The interior, which includes a full dining room as well as a bar seating area, is a huge improvement on Hop Haus' dated plastic tablecloths and striped vinyl booths. All the River North fixtures are there-wood beams, industrial-funky light fixtures, a handful of unobtrusive TVs-but it was hard to even notice them given the post-work crowd on a Friday evening. A hostess told my friend and me that all the tables were full with reservations, but she put our name on a waiting list with a look that told me I should probably abandon all hope. We ordered our drinks and stalked bar stools like they're the last gazelles on the Serengeti, but after nearly two hours, we were still standing. Other people in the bar area seemed confused by whether the bar area tables are first-come, first-served-one of many details Tippling Hall is still working out. "The bar area is still a work in progress," Tanguay said. "We're setting it for dinner, but we're not sure if it should just be a walk-in space. A lot of elements in that space are a work in progress." A Monday night proved more manageable and I quickly found a few comfortable bar stools. Over the course of a couple of hours, a lively crowd gathered, but drinkers weren't two-deep at the bar this time. Early in the night, the gender ratio skewed noticeably toward the button-down-and-khaki male.
 

... and so do cocktails

Holy booze, Batman. The cleverly designed, 24-page drink menu reads like a comic book, with tons of graphics and even some goofy jokes. I could have spent upward of 15 minutes poring over the whole thing, but if you don't want to ignore your companions while you read, it might help to know what you're in the mood for. My friend was eager to try one of two "Sloshees" frozen cocktails, but was bummed to hear that the frozen cocktail machines haven't been installed yet. Ditto on the nitro draft system that will dispense the Ronzio coffee cocktail. Instead, I zeroed in on the six draft cocktails, a Tippling Bros. signature, which are made in batches and poured through draft lines. My clear favorite was the Misty in the Mountains ($12), a vibrant and refreshing mezcal-based drink that delicately toes the line between smoky and sweet thanks to pineapple juice and honey. A "Spinal Tap" draft cocktail-dispensed with the pull of a huge guitar fretboard-will rotate seasonally. Until December, it's The Derek Smalls ($11), which Tanguay described as "a cucumber cocktail that has some fall qualities" thanks to its base spirit, Zubrowka bison grass vodka. Aromatic and vegetal, this Polish vodka is actually grass-flavored, which might intrigue fans of bolder-style gins. Shaken and stirred cocktails, of which there are ten, arrived nearly as swiftly as a the draft ones, which impressed me on a busy night. Tanguay said he's been surprised by how many strong, dark drinks the bar has sold in its opening week. He cited the popularity of the Deep Dish Manhattan ($13), a riff on the classic that includes Koval four-grain whiskey, Jeppson's malort and a salty pizza crust garnish. I found the malort a bit jarring in this classic cocktail, but I guess I'm in the minority.
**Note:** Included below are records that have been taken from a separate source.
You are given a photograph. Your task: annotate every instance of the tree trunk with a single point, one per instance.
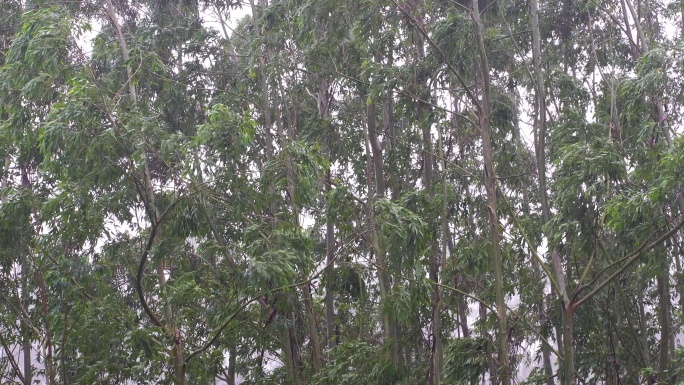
(568, 313)
(490, 185)
(377, 167)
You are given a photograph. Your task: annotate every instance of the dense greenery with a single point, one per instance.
(341, 192)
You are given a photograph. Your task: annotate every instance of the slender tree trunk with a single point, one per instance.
(504, 373)
(26, 346)
(173, 332)
(377, 167)
(663, 282)
(329, 230)
(287, 340)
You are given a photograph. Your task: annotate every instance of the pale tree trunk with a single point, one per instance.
(504, 374)
(287, 336)
(663, 283)
(376, 166)
(173, 333)
(26, 347)
(323, 98)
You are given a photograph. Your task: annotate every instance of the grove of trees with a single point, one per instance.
(341, 192)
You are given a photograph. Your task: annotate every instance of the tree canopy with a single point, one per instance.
(341, 192)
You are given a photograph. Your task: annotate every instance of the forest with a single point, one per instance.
(318, 192)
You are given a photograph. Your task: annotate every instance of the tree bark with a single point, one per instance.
(503, 373)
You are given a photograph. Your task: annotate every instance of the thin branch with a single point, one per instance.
(631, 258)
(13, 362)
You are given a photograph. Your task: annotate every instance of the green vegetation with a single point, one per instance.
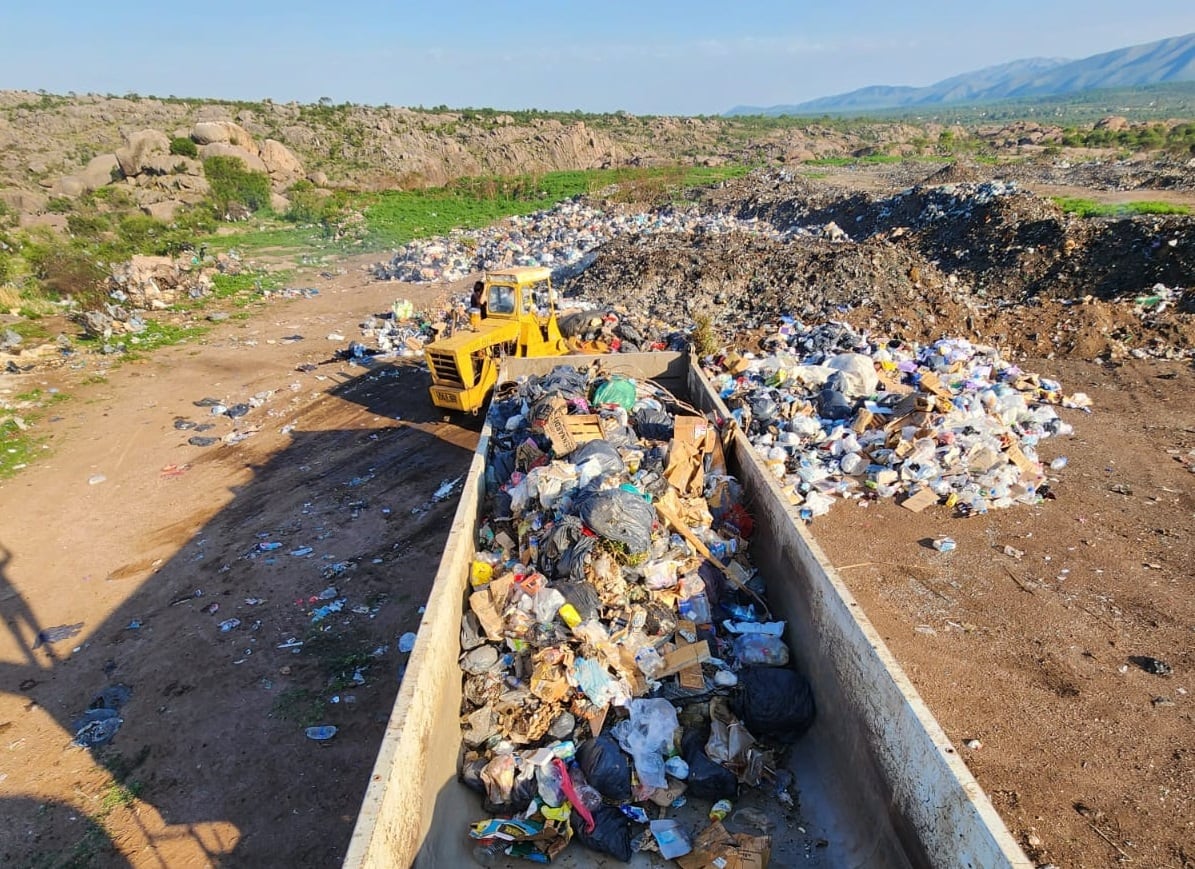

Attention beer and wine drinkers

While cocktails are front and center on the menu, the Bros. haven't forgotten about the rest. "Tippling Hall is just a drinking hall," said Tanguay. "It's where you can bring your geeky cocktail friend, your cousin from Detroit who's a beer drinking guy and maybe somebody else who's a wine drinker." Draft beers are refreshingly varied, from Bud Light to Penrose P2 Belgian pale ale to Founders All Day IPA, all available in 8-, 20- or 34-ounce pours. Wine, too, is available by the inch (pay for how much you drink) or by the traditional glass and bottle. If you're still not convinced this menu is huge, consider this: Even after two visits, I didn't even scratch the surface of the seven bloody marys, four boilermakers or any of the canned and bottled beer. The something-for-everyone approach extends to the food menu, where "global comfort food" includes bar bites, flatbreads, sandwiches and entrees as far-ranging as guacamole ($8.50), bacon-wrapped dates ($10.50), a wedge salad ($12.50), roasted chicken tagine ($20.50) and a seven-grain Thai bowl ($14.50).

Bottom line

The Tippling Bros. have serious cocktail chops, but it's fun to see them shake off the high-brow mantle a bit-these days, a drink made with blue curacao (like the Curly & The Turk draft cocktail) is gutsier than a speakeasy-style bourbon blah blah blah. Once some pesky logistical dust settles, I expect this place to be just the fun, late-night spot the city has waited so long for.